The finishing touches can sometimes be the most pleasing in the detailing trade and Quick Detailing is no exception, the final touch to that deep lustrous shine. Here at Autoglanz we believe protection should be added to your vehicles paintwork at every given chance, a high quality Quick Detailing Spray Wax Sealant (QD) is one of the easiest and most pleasing ways to do so.

Autoglanz Smooth Velvet is a water based, Quick Detailing Spray Wax Sealant that is packed to the brim full of the highest grade T1 Carnauba wax, Liquid Polymers and curable silicones specifically formulated to boast maximum gloss levels, unbelievable water behaviour and the ultimate in streak free finishing. The curable polymers within Smooth Velvet mean durability is surprisingly high for a Quick Detailing Spray, typically offering durability that would rival some dedicated spray sealants on the market.

Applications couldn't be simpler, a sparing mist or two onto the panel to be treated, a quick wipe with a plush or pinpoint microfibre to spread the product over the complete panel then simply buff to a high shine finish with a fresh, clean, double ply, plush microfibre towel.

Smooth Velvet can also be used as a waterless wash, rinse aid and even a clay bar lube if desired at dedicated dilution levels

So there is our first clue to the true application of smooth velvet, "quick detailing spray wax sealant" so that clears that mystery up :lol:

Lets press on and see if we can work it out for ourselves, given the boffins who invented it aren't 100% sure.

*The Method:*

So this weeks test mule was the wife .............. s, 2015 GLA in orient bronze, well looked after by me and abused by her.

Week since previous wash, not filthy but ready for a clean as you can see





So the car was snowfoamed with tfr and two bucket washed with a final rinse.

Now I usually use some kind of product as rinse aid to help dry the car, but on this occasion I wanted to try the smooth velvet in its undiluted state so I dried the roof and bonnet with my microfiber towel. This was definitely not as pleasant as using some product and was very grabby so decided to use smooth velvet as a drying aid on the rest of the vehicle.
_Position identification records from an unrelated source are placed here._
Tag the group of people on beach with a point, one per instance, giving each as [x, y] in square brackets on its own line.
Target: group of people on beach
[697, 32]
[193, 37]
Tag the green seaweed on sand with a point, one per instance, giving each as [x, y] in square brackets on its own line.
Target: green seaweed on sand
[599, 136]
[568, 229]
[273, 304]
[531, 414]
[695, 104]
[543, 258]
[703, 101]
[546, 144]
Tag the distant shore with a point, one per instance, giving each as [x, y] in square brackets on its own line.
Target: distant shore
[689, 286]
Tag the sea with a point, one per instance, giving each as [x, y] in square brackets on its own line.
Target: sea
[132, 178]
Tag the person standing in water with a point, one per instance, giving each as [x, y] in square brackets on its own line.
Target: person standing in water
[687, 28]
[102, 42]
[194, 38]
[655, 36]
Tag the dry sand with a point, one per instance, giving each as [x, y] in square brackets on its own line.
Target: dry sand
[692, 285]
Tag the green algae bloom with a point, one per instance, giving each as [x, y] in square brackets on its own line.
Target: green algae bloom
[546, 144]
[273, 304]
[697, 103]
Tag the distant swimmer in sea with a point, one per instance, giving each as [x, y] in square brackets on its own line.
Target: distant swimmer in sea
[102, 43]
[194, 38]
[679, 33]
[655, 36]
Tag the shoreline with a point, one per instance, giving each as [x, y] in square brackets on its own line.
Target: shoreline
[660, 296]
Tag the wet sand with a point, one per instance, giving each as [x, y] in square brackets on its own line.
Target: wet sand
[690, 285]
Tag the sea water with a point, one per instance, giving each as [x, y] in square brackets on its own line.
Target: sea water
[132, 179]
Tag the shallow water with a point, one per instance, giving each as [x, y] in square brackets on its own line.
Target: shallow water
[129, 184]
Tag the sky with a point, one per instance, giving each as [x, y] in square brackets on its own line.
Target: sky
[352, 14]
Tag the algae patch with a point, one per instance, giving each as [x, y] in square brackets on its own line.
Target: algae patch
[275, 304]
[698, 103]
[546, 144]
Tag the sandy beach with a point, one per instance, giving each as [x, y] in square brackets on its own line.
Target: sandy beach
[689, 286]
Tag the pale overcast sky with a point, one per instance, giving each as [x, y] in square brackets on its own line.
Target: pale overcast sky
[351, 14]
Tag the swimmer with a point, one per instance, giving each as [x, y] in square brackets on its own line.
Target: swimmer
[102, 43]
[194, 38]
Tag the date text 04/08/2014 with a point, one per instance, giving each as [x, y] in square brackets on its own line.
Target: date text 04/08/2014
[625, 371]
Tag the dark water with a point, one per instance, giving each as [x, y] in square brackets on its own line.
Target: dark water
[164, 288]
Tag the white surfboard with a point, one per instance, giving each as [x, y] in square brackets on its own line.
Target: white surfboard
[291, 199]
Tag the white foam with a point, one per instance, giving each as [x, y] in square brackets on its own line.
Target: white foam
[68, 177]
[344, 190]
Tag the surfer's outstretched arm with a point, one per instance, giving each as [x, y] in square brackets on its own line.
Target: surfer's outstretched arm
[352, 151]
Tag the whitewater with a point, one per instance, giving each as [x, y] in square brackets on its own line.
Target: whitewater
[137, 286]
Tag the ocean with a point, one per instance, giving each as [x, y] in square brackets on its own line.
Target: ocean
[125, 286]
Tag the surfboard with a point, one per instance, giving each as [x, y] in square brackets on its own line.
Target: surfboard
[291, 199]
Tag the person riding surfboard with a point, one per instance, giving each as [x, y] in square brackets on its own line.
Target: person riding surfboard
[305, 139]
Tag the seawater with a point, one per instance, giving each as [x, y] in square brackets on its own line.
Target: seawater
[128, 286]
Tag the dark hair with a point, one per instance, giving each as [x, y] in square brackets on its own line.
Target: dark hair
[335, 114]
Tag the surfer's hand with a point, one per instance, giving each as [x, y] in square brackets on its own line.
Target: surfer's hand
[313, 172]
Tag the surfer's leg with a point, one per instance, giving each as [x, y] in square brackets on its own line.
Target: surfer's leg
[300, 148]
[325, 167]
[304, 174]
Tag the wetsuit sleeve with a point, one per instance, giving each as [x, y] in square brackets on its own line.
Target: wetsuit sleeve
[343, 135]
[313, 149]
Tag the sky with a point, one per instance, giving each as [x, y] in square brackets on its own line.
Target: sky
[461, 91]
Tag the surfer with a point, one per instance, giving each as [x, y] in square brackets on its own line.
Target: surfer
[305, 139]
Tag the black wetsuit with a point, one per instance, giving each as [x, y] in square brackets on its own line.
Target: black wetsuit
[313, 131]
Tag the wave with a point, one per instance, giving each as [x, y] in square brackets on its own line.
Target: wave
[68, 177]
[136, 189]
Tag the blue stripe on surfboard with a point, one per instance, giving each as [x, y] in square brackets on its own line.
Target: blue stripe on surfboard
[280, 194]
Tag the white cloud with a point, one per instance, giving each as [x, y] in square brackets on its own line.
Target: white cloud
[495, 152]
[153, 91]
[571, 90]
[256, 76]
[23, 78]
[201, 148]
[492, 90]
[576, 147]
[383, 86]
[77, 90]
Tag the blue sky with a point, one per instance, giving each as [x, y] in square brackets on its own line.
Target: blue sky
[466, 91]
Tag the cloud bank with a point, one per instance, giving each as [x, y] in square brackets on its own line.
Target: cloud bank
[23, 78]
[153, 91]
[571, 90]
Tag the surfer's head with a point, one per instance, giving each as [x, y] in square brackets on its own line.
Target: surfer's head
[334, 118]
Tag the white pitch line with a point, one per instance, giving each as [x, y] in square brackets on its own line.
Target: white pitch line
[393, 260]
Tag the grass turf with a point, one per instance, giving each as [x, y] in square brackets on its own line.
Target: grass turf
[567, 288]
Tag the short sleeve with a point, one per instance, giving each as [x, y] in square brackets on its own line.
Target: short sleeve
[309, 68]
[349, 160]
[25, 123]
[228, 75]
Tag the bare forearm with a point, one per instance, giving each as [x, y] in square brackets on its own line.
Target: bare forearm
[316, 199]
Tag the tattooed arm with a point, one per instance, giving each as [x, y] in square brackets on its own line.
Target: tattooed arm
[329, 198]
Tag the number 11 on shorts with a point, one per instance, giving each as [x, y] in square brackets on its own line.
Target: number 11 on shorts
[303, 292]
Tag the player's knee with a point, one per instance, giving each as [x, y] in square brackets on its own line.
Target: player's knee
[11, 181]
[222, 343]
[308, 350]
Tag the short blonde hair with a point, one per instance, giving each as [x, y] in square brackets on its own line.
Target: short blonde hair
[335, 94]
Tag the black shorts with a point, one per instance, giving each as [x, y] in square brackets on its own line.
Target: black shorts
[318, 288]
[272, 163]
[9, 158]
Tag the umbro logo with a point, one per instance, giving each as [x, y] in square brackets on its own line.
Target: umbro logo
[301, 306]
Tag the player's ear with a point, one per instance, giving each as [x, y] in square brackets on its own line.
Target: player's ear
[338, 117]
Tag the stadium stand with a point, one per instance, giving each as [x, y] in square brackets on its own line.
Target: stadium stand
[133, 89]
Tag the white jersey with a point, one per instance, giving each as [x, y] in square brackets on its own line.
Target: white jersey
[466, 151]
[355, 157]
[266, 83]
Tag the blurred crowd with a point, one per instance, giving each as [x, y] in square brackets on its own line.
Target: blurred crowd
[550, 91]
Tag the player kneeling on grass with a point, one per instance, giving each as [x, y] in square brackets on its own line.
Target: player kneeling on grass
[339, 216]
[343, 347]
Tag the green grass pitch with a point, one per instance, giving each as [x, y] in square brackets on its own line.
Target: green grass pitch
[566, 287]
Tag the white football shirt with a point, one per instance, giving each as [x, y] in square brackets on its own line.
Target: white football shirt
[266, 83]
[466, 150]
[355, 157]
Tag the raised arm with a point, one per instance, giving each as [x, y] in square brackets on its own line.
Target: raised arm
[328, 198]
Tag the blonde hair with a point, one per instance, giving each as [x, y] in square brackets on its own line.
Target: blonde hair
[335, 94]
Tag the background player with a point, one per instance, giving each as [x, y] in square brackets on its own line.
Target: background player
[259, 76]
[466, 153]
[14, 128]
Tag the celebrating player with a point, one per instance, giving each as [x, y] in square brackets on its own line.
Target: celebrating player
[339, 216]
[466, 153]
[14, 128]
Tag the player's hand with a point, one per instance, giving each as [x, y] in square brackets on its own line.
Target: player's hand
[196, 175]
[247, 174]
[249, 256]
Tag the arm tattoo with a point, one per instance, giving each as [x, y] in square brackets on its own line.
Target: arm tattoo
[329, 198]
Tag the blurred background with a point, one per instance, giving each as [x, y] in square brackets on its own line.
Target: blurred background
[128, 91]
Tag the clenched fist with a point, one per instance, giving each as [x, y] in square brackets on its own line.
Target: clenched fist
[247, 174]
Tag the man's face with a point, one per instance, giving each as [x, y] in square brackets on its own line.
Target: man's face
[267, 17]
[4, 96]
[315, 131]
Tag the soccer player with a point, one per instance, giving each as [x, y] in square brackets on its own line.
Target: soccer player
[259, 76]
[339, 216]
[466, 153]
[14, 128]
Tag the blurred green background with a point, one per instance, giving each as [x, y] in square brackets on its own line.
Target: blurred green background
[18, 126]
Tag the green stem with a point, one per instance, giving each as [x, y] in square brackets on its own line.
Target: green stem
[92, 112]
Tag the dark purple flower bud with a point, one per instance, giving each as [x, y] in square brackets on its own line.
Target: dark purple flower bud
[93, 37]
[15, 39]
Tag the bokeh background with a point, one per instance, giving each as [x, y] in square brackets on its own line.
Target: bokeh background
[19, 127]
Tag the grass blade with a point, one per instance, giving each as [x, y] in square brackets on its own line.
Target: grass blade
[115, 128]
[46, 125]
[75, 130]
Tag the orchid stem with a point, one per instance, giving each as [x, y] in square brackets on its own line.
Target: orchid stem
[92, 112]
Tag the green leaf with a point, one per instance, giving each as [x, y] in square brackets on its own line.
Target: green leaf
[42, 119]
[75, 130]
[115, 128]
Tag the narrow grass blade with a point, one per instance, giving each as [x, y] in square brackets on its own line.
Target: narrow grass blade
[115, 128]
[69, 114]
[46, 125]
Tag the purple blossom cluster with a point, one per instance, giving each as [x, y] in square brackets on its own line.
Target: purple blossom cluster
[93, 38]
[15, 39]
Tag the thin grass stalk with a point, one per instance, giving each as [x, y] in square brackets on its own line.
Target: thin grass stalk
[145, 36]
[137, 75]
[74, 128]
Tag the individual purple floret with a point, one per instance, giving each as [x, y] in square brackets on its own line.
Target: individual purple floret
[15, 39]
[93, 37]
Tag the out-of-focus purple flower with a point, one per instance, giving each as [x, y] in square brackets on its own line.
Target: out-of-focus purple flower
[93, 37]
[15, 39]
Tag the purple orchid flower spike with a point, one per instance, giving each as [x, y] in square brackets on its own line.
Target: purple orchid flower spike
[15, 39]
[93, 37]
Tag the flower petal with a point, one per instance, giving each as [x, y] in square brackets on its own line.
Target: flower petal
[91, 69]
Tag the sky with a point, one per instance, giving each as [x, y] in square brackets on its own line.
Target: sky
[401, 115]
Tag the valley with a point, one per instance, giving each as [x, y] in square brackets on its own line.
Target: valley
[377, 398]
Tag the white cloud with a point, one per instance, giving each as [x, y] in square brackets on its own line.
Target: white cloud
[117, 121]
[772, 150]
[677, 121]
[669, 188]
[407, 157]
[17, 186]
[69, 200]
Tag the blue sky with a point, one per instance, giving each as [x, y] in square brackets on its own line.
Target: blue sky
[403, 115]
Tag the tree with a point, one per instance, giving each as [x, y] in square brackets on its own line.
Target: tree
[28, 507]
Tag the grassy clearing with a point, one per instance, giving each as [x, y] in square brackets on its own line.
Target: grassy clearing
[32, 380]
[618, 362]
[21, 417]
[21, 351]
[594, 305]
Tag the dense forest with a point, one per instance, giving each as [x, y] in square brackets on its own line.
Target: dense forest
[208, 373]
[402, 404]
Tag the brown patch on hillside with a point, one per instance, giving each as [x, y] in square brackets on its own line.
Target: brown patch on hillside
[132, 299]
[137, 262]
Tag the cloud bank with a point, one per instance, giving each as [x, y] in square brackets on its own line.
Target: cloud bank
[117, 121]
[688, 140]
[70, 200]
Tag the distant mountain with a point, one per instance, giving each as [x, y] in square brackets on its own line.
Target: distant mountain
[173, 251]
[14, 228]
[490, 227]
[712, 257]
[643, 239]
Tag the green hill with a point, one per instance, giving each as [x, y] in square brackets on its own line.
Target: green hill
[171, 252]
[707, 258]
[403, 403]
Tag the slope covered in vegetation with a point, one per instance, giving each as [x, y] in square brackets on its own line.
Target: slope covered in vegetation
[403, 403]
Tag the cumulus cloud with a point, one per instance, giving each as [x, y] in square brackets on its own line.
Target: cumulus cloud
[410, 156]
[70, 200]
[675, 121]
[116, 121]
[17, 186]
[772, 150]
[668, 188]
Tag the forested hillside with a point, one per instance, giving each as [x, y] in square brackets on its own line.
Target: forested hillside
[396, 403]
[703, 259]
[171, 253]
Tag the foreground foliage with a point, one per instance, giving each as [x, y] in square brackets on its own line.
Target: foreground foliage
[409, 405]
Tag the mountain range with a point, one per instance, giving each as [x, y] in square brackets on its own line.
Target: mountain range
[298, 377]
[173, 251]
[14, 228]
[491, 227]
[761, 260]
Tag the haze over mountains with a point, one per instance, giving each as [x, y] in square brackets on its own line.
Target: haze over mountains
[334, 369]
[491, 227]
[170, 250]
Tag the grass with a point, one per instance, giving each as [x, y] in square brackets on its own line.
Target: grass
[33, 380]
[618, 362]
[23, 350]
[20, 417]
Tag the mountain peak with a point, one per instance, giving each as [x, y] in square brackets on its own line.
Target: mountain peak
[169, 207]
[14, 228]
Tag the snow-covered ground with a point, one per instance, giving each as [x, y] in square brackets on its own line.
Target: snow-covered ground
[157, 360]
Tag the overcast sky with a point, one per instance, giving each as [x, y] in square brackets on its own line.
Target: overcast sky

So much easier and the paint felt very slick indeed.

Giving me this finish to the paintwork used as a drying aid



I then returned to the panels which had just been dried and applied smooth velvet couple of squirts per panel wipe over with MF then a final buff so more like a spray wax sealant application



So a great finish whichever way you use it.

It worked just as well on the chrome





So then I thought as it isa 3in1 product lets give it a little challenge so I cleaned the door shuts with it from scratch so no previous wet cleaning.

Before



and after



It even left a nice finish on the black plastic trim.

Price:

Bet your thinking now a multi use product like this will cost big bucks, well your wrong

250ml =£5.95
500ml = £8.95
5 litres = £ 45.95

and it gets better you can dilute as follows;

1.Quick Detailer/Quick sealant: Neat
2.Waterless Wash: Neat - 2:1
3.Rinse Aid: Neat - 3:1
4.Clay Bar: Lube Neat - 3:1

and if all that wasn't enough for a couple of quid more you can customise colour and scent.

*Would I use it again?:*

Oh yes definitely a keeper and likely a 5l order from me very soon.

*Conclusion:*

So what is smooth velvet ?. Its a very rare breed that can do a number of jobs in one. It finishes paintwork beautifully with a deep carnauba type shine but offers protection as well. Quick and easy to use at a cracking price this is one product everyone should try, bit of a game changer in my view.

final shot



thanks to the guys at Autoglanz for sending the sample and to Mr Pitts for directing it my way for review.

"Detailingworld™ reviewer has followed the Manufacturers Instructions and accepts no responsibility to any circumstances arising from any member using these products or following this test


----------